Getting the economy to this point has been 150 years coming. For most of the campaign, I was much the same. Lowest taxes, priority on growing settlements and happiness. But as the empire grows, so do the evils of man. Is part of the roleplay rationale. The other part, the practical part, is that I had grown my core cities, and quite a few outer-core ones to Huge status, and had no reason to keep their population growing. In fact, I had reason to keep them stable because of disease outbreaks when they got to huge, and the possible spread of the contagion and all those concerns. On top of that, I initially had about 10 or so "outer-core" settlements that were Supervised Hellenic Administrations, which allowed me to build everything available as they got to Huge status, which in turn helped economy and public order.
Relatively recently, as part of this huge roleplay/gameplay revolution that happened, where my first non-father-son lineage King came to power (I was at first distraught, then I noticed all his traits and ancillaries were about what a great liar he is, with actors and orators at his side, so I went with the story that he conned and defrauded his way into power), I had massive reforms. These included military, where I now allowed myself to retrain units and keep standing armies after finally building higher level colony buildings in my main areas enfranchising citizens, and also turning the outer-core settlements into allied territories which allowed me to disband many of the garrisoned units, saving thousands and tens-of-thousands on upkeep per turn. The economic benefit of that move was huge. I suddenly went from barely breaking even, to a massive surplus. This all happened just before the war with Carthage, so pretty recent developments.

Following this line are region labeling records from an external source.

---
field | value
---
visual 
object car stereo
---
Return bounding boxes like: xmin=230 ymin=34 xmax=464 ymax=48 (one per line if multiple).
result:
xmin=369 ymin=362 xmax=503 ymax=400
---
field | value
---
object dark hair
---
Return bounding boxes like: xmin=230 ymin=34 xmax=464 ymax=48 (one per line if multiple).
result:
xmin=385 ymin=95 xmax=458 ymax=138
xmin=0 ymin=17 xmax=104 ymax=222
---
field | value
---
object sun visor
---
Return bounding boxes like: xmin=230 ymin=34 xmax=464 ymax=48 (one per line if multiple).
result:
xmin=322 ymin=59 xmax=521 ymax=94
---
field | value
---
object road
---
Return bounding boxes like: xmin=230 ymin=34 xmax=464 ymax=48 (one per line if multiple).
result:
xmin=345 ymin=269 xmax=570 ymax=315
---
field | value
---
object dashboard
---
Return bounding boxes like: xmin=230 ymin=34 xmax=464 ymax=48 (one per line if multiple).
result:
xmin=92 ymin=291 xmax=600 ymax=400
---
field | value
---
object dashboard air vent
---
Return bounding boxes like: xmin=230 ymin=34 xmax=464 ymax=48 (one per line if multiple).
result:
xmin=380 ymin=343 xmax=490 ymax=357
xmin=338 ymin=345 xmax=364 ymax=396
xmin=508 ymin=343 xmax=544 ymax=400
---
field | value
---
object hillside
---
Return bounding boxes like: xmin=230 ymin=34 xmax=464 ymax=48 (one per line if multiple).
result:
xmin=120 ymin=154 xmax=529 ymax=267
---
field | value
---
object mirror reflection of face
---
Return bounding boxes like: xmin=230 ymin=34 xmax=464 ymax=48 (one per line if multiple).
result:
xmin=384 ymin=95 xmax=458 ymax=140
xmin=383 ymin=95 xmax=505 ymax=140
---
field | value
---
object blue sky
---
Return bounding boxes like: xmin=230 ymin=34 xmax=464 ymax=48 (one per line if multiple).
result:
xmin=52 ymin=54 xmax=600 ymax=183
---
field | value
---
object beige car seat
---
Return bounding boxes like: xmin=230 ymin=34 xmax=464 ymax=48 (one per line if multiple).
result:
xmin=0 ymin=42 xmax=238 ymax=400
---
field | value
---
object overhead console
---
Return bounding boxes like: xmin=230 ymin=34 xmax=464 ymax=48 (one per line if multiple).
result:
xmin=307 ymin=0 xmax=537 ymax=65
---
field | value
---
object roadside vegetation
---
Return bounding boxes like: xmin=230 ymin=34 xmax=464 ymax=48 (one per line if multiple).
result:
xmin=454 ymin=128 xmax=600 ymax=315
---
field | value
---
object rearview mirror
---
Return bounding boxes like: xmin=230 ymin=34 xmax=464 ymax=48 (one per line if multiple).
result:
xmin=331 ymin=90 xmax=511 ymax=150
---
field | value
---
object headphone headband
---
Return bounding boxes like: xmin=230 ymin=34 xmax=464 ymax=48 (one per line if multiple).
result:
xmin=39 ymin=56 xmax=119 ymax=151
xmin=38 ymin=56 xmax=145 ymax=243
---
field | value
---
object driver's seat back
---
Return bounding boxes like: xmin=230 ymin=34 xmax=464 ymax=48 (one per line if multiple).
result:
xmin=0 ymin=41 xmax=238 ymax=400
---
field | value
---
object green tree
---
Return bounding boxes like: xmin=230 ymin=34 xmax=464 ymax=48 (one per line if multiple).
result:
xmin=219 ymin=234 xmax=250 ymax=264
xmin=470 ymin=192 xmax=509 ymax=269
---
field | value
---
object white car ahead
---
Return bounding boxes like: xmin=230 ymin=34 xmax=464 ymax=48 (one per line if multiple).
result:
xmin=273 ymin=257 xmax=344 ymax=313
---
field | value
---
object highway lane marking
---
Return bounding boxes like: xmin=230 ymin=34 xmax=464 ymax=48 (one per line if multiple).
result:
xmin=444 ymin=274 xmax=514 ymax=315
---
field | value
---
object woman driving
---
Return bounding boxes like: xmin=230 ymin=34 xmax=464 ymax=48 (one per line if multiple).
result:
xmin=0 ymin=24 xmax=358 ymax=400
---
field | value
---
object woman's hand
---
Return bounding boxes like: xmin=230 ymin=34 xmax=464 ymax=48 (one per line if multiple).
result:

And at that point, the evil empire was in full swing. I bumped taxes as high as they would go all throughout, including all the allied territories. Nobody outside my core and outer-core regions are happy. And the Emperor don't care. We have wars to run, militaries to feed (Makedonia is now a fully fledged military culture and empire, everyone goes into training at 16 and all men from 20 are conscripted into the armies, but given land in return as part of the great land reforms which reverted ownership from tiny percentage of the superwealthy, to everyone who fights). The main place my money goes, other than military, has been when I save up for other periods of great reforms, for things like education or roads or military/land reforms. Meaning, I don't build, say, the Academy in allied territories soon as I can. I save them up, until a bunch of settlements in a given region can now build it, then in one fell swoop I build it in all of them. Depending on the level of building in question, these can get very, very expensive. I remember construction costs of I think almost or around/above 200k for one project across the empire...
I appreciate all your trouble in describing the grande finale of your campaign. If you find the time to finish it, we are here to listen!
And I certainly appreciate your comments and understanding and support.